Relatório divulgado pelo USDA no último dia 12 estimou que a produção mundial de soja deve registrar um novo recorde na safra 2026/27, passando de 427.6 milhões para 441.5 milhões de toneladas. O Brasil deve se manter como o principal produtor global, com participação estimada de 42,10% da produção mundial, elevando a sua colheita de 180 milhões de toneladas na safra 2025/26 para 186 milhões de toneladas em 2026/27.
No mercado doméstico, a Conab também estima um aumento da safra brasileira para 180.13 milhões de toneladas na atual temporada (2025/26), volume 0,50% superior ao estimado em abril e 5% acima da safra anterior.
Milho
Novas estimativas para a safra 2025/26 divulgadas na semana passada pela Conab indicam um aumento na produção de milho entre os relatórios de abril e maio. Assim, pesquisadores do CEPEA relatam que parte dos compradores, que indica ter estoques confortáveis para as próximas semanas, aguarda quedas mais expressivas e segue retraída do mercado.

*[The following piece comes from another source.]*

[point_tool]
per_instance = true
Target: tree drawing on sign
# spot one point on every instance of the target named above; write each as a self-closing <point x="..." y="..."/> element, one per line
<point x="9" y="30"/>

Segundo dados da Conab, a primeira safra 2025/26 agora está estimada em 28.46 milhões de toneladas, 14% superior ao da safra anterior e ainda 2% acima do relatório divulgado em abril. Essas altas refletem aumentos da área e produtividade na maior parte das regiões produtoras.
Pesquisadores do CEPEA destacam que neste ano, os estoques de passagem no início da temporada foram estimados como um dos maiores dos últimos anos, o que já permitia certa tranquilidade a consumidores. Deste modo, segundo o CEPEA, vendedores, atentos às recentes quedas nos preços e aos armazéns parcialmente cheios com as safras remanescentes e com a atual colheita da safras da soja e do milho, seguem flexíveis nas negociações, seja nos preços ou prazos de pagamentos.